Popescu collaborated with MIT PhD students Maarten Robbert Anton Peters and Khoi Phuong Dao; Dynasil scientists Oleg Maksimov and Harish Bhandari; University of Central Florida PhD candidate Kathleen Richardson and scientist Rashi Sharma; University of Washington Professor Arka Majumdar; Korea Advanced Institute of Science and Technology Associate Professor Hyun Jung Kim; MIT postdoc Rui Chen; Luigi Ranno PhD ’25; Brian Mills ’20, PhD ’26; Draper Laboratory scientist Dennis Calahan; MIT principal investigator Tian Gu; and Juejun Hu, MIT’s John F. Elliott Professor of Materials Science and Engineering.

In recent years, researchers have developed techniques to dynamically control light using microscopic patterns on transparent materials called “metasurfaces,” leading to more compact, programmable cameras and advanced optical devices. Hu’s group at MIT has been experimenting with metasurfaces that transition from solid to liquid when heated, enabling control over light interactions. In 2021, Hu and collaborators designed a miniature lens that could adjust its focus through such phase changes.

Their previous device functioned reliably but could only adjust focus uniformly across the material, typical of most metasurfaces. The new study aims to enhance this by allowing independent light control at each microscopic pixel. “Most active metasurfaces need wiring to each pixel, complicating wire routing,” Hu explains. “The best solution so far is one-dimensional pixel control with multiple wires.”

The researchers wanted their system to work with mid-infrared light, useful for detecting heat signatures and molecules like methane and propane. Mid-infrared devices already find gas leaks and study Earth’s atmosphere, with applications in defense and aerospace.

To develop their system, they adapted a method from displays, using two layers of copper wires arranged perpendicularly. Below the wires, doped silicon generates heat at wire intersections and sits atop the phase-change material. This heat alters each pixel’s structure, changing its interaction with infrared light. The silicon also includes a diode selector to prevent current leakage to neighboring pixels.

“We calculated that this architecture allows scaling to potentially millions of pixels without current issues,” Hu says. “The crossbar architecture is a scalable way to increase pixel-level metasurface switching.
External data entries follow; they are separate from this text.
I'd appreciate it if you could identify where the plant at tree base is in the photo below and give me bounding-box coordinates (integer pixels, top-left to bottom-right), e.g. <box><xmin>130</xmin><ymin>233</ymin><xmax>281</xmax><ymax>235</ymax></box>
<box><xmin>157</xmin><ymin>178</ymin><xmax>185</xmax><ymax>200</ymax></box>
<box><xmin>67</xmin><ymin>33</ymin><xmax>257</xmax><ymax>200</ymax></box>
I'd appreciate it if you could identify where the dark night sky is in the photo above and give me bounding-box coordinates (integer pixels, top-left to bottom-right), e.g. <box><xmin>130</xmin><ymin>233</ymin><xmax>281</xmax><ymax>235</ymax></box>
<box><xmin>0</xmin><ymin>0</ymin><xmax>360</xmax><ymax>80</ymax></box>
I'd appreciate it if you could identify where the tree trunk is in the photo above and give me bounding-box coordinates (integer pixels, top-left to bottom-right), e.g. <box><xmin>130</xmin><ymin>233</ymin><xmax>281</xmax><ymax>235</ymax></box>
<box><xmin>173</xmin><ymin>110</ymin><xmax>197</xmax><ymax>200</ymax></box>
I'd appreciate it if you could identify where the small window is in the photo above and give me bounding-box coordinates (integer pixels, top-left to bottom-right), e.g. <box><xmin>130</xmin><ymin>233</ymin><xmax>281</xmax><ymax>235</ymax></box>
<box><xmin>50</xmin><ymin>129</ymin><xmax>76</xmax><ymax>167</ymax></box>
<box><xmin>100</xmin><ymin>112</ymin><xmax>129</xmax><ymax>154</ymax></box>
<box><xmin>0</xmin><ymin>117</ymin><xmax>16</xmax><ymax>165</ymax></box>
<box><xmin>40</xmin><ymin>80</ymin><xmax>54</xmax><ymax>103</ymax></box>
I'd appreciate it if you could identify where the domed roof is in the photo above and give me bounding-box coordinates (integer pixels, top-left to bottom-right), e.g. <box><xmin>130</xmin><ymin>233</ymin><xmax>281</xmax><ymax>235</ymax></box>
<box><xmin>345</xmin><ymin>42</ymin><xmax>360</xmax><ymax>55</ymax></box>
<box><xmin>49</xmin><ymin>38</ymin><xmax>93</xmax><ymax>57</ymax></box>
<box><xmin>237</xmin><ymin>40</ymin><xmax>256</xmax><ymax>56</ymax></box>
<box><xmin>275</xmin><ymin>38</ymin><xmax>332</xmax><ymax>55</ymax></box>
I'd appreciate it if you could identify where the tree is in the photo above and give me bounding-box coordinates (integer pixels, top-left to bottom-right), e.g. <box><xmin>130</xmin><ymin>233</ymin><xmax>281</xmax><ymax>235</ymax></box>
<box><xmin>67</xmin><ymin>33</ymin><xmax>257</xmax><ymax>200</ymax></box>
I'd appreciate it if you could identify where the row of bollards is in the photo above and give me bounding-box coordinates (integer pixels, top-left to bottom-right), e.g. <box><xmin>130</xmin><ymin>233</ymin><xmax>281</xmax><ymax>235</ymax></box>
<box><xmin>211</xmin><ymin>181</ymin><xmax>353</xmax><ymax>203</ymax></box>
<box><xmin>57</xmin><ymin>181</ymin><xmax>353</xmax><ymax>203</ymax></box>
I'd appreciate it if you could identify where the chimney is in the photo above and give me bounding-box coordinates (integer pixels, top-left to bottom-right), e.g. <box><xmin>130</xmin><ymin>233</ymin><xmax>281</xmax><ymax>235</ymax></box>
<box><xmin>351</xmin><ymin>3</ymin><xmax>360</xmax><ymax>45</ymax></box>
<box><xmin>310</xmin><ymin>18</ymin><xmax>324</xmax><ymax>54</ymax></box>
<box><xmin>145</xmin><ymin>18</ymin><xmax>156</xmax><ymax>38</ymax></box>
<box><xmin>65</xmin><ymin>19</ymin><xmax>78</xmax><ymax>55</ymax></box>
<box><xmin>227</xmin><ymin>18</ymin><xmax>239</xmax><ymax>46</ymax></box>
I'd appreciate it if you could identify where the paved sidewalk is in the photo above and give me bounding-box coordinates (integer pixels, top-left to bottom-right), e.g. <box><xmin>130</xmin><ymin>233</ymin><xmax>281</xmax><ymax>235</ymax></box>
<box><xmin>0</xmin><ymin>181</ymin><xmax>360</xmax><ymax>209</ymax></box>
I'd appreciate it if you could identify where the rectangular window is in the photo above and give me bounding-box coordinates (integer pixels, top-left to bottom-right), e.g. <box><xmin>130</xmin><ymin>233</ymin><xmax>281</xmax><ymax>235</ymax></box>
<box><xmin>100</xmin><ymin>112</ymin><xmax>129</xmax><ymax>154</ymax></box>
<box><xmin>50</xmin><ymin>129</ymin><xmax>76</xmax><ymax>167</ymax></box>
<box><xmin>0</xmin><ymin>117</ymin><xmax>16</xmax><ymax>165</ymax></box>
While not invented by us, it’s the first time used for active phase-change metasurfaces to achieve pixel-level control.”

Working with MIT.nano and a semiconductor chip factory, the researchers created a two-dimensional system with a 6-by-6 metasurface pixel array. Their system switched on and off reliably during tests. “This mesh architecture proved very resilient,” Popescu says. “You want it to switch many times, maybe tens of thousands, not just once.”

Integrating their design into existing semiconductor manufacturing could help transition from prototype to production. “Scaling requires a consistent process, making chip foundry manufacturing crucial,” Hu says. “Working with a semiconductor foundry offers well-defined process control and allows integrating components into a single efficient process.”

The team is expanding their pixel array and developing more robust systems to capture more infrared data. “When imaging, prior knowledge of what you’re seeking can help,” Hu notes. “You might look for a person in darkness or specific image features, and this system can highlight those.”

Hu mentions metasurfaces have been used to simulate computational neural networks driving AI systems, though practical applications may be distant. “This could enhance optical computing by encoding network weights in neural networks,” Hu explains. “Light interacting with the metasurface encodes information for computational results. Researchers have used this to emulate complex neural networks.”

The research received support from the U.S. Air Force, the U.S. National Science Foundation, the National Research Foundation of Korea, and the Draper Scholar Program.